Admirando en primer lugar el alma de ese divino Niño, consideremos
en ella la plenitud de su ciencia beatífica, por la cual
desde el primer momento de su vida vio la divina esencia más
claramente que todos los ángeles y leyó lo pasado
y lo porvenir con todos sus arcanos y conocimientos.
Del alma del Niño Jesús pasamos ahora a su cuerpo,
que era un mundo de maravillas, una obra maestra de la mano de Dios.
Quiso que fuese pequeño y débil como el de todos los
niños y sujeto a todas las incomodidades de la infancia,
para asemejarse más a nosotros y participar en nuestras humillaciones.
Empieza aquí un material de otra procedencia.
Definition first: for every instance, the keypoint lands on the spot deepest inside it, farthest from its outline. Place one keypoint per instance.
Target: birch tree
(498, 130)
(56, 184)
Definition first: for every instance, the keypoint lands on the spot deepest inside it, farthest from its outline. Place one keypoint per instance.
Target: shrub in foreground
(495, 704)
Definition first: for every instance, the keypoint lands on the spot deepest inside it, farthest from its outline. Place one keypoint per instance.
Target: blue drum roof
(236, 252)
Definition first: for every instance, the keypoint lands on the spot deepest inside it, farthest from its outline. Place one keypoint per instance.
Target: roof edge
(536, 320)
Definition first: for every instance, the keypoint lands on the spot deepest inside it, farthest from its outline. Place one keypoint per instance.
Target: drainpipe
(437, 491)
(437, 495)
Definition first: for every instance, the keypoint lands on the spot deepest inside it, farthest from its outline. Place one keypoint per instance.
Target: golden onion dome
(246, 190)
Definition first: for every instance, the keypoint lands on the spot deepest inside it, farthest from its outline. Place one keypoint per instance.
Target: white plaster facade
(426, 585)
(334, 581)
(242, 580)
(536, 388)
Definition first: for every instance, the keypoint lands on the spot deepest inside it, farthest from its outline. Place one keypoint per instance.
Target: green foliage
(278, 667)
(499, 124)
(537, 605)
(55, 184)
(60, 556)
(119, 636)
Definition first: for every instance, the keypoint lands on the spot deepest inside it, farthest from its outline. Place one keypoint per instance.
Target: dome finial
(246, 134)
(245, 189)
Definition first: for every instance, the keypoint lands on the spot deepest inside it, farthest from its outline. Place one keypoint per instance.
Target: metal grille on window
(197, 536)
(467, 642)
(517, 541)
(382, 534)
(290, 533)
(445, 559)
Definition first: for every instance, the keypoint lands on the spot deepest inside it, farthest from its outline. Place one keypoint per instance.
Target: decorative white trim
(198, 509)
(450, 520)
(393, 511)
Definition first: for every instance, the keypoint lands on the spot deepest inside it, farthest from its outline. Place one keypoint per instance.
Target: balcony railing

La belleza de este cuerpo del Divino Niño fue superior a
cuanto se ha imaginado jamás, y la divina sangre que por
sus venas empezó a circular desde el momento de su Encarneción,
es la que lavó todas las manchas del mundo culpable.
Pidámosle que lave las nuestras en el sacramento de la penitencia
para que el día de su dichosa Navidad nos encuentre purificados,
perdonados y dispuestos a recibirle con amor y provecho espiritual.